Most devices are removed from their bracket with “Lefty loosey” and re-installed with “Righty tighty”

Routinely re-check your detector batteries and replace any expired detectors.

Also check the charge (if there is a gauge) and the expiry date of your fire extinguishers.  Does everyone know where to find the extinguishers?

A fault element in your fire safety system can cascade into all kinds of dangerous situations.  A delay in you knowing of a smouldering fire in your home could decrease or eliminate the opportunity to exit the structure or perhaps extinguish the issue if safe to do so.  Lives and entire structures can be lost.

While you are at it, review and map out your emergency exit strategy.  Do your children and any guests know how to exit?  Do you all know where to convene after exiting?

If you have a fire monitoring service, find out how it works and when fire services will be deployed.

While you are it, check out 10 Easy Steps to Building your Ideal First Aid Kits

9.     Security: Alarm Systems, Monitoring and Locks

Crime concerns can mean that our homes have multiple layers of security.  Depending where one lives, the risk, and crime rates, security features can include special locks, metal bars, reinforced doors, camera systems, remote monitoring, special fences, and motion detection.

Does everyone know how these systems work, how to respond, whom to call in an emergency or whom to call if a system is not working properly?  Review who has account privileges for any monitoring services.

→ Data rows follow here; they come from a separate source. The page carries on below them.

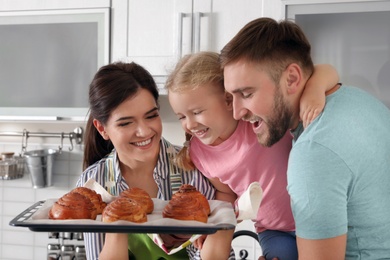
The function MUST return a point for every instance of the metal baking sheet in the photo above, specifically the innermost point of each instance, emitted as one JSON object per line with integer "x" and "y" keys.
{"x": 35, "y": 218}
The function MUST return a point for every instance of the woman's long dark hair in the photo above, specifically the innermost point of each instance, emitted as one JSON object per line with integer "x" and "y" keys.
{"x": 111, "y": 85}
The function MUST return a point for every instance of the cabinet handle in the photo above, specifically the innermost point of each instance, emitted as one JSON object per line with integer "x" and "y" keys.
{"x": 181, "y": 17}
{"x": 197, "y": 27}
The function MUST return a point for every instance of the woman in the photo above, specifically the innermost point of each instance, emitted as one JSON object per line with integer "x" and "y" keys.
{"x": 124, "y": 148}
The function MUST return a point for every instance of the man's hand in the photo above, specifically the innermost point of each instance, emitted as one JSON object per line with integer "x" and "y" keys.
{"x": 174, "y": 240}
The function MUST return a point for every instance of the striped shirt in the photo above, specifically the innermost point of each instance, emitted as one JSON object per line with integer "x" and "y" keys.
{"x": 107, "y": 173}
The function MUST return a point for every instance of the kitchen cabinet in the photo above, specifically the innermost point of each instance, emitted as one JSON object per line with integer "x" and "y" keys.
{"x": 50, "y": 51}
{"x": 157, "y": 33}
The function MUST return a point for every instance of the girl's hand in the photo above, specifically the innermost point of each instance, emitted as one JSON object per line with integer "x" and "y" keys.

Also remember that security features to prevent intruders from gaining access can have the impact of making it more difficult to exit your home and property, and for fire and ambulance services to access your home.  Therefore it is important to look at your security features alongside your fire emergency exit plans.

10. Other Systems?

Number 10, well, this is anything not covered in the first 9 at these points.  What is unique to your home or country?  Identify those additional systems and ensure everyone understands how they work.  Do you know how to operate, troubleshoot, repair or call for repair assistance for those additional systems?

It can be a simple thing such as garage door, for example, and knowing how to manually open the door in case of a power failure or garage door opener failure.

Does your home have solar heating or solar power?  Is your water drawn from a well or through a filtering system?  Perhaps your sewage goes to a septic system?

You Have an Opportunity, Take It!

Why wait until a crisis to figure out your systems, or miss the opportunity to practice and improve your home’s systems, and pay the consequences of lost time?

Remember to review and update your information periodically.